Though it’s hard to avoid this feeling after dinner, it’s easy to devise a satisfying plan of attack for the marathon, which begins tonight and runs through Saturday. Indie rock fans must realize that during the next five days, as hundreds of bands — and thousands of hipsters — invade the city’s musical venues, keeping a very short list of priorities is key to parsing the show schedules.
This year I’ve discovered a solid, personal method to discovering new bands, and it all stems from my preference for groups hailing from Chicago. Chicago is a wonderful place for young, developing bands; rent is cheap, venues abound, and there are plenty of students to populate shows and become loyal fans. Bands that develop in places like Brooklyn not only suffer from a lack of affordable studio space, but they face pressure from a picky, often snooty listenership. The rock atmosphere is more welcoming in Chicago, and great bands are constantly being born from the heartland. In order to make my life easy, I’m going to take my Midwestern preferences to the streets and support my brothers and sisters from Chi-town, with my two favorite bands at the top of my priority list this year.
The group Office performed its debut show in New York this past summer, slotted in the middle of a four-band lineup at the Mercury Lounge, and it was the only band that managed to fill the venue. Lead singer Scott Masson writes crisp, bouncy pop songs punctuated with staccato guitar lines. He has a high range vocal style not unlike that of mid-1980s new wave singers, but Mr. Masson doesn’t indulge in overly emotional or dramatic vocal acrobatics. Songs like “The Big Bang Jump!” and “Wound Up” begin with pulsating guitars, wind through bridges that change tempo and mood, and arrive at catchy choruses. The songs don’t linger: There isn’t a tune off of the band’s self-titled LP that lasts more than five minutes. Office probably also has the most intense stage show of any indie rock band — both Mr. Masson and guitarist Tom Smith are usually decked out in full suits, while fellow Officers Erica Corniel, Alissa Noonan, and Jessica Gonyea are adorned in proper secretarial gear.

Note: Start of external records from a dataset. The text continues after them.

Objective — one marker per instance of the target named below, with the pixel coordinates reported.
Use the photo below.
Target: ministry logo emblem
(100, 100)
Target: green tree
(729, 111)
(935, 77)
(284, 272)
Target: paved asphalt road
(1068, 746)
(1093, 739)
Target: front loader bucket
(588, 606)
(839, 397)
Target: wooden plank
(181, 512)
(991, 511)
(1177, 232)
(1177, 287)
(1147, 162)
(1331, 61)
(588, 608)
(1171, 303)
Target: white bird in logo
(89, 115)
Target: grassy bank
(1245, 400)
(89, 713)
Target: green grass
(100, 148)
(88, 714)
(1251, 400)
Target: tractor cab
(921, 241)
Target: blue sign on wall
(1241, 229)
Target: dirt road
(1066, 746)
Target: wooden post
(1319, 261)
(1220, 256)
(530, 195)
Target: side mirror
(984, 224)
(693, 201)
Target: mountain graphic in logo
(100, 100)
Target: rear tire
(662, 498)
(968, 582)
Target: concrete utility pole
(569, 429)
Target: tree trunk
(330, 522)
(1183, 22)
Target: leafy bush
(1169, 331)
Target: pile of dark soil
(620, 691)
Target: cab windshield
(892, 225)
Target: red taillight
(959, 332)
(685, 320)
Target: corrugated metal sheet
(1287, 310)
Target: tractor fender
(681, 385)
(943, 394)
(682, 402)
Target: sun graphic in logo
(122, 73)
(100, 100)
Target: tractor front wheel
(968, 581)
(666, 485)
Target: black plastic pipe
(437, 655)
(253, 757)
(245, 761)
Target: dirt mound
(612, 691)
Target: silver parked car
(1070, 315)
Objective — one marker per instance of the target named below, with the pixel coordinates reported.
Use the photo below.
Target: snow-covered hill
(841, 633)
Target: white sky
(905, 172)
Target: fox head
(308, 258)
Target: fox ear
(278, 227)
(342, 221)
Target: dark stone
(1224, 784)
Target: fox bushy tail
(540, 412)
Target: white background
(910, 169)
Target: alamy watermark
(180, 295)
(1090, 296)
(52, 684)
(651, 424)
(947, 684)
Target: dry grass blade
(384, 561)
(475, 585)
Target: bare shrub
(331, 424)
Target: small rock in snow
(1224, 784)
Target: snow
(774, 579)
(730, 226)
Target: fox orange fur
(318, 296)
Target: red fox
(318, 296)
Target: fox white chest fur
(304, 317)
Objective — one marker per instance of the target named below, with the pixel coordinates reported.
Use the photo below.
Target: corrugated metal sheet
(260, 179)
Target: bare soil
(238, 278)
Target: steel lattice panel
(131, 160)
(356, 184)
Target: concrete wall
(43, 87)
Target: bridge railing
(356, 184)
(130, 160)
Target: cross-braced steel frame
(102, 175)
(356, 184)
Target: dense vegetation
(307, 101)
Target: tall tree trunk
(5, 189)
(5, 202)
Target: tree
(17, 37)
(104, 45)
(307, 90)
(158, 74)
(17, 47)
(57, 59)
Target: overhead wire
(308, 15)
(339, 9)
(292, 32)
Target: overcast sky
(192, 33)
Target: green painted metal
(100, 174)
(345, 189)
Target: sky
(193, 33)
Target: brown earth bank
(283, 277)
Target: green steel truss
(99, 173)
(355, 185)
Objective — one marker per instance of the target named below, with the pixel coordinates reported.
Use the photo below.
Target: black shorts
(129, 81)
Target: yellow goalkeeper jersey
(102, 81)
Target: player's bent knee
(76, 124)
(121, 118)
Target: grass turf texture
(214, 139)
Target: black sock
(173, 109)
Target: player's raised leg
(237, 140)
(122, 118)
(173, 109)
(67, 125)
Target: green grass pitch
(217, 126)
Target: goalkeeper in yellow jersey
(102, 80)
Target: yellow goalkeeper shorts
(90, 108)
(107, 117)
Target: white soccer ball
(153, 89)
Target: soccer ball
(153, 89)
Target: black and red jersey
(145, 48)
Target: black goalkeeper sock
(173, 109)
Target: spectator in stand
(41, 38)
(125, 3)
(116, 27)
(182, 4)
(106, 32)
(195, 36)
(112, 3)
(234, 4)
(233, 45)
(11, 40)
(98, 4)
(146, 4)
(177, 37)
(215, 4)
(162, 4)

The Changes have made a bigger splash on the Internet blog scene than Office this past year. In contrast to Office’s snappy sound as well as the monotone rock of other all-male bands, the indie rock of the Changes is sincere. “Her, You, and I” is one track that made the blog rounds earlier this year: Like quite a few Office songs, it also goes through many manifestations from verses to bridges to choruses, but the Changes keep the song simple through some heavy guitar work. The mournful lyrics, recounting the pressure of attracting a girl while playing a third wheel with her friends, are the real focus of the song.
Of course, there are many other bands not from Chicago that I’d like to try to see this week — but for my health and sanity, I’m playing it cool and keeping my show schedule very different, and very Midwest.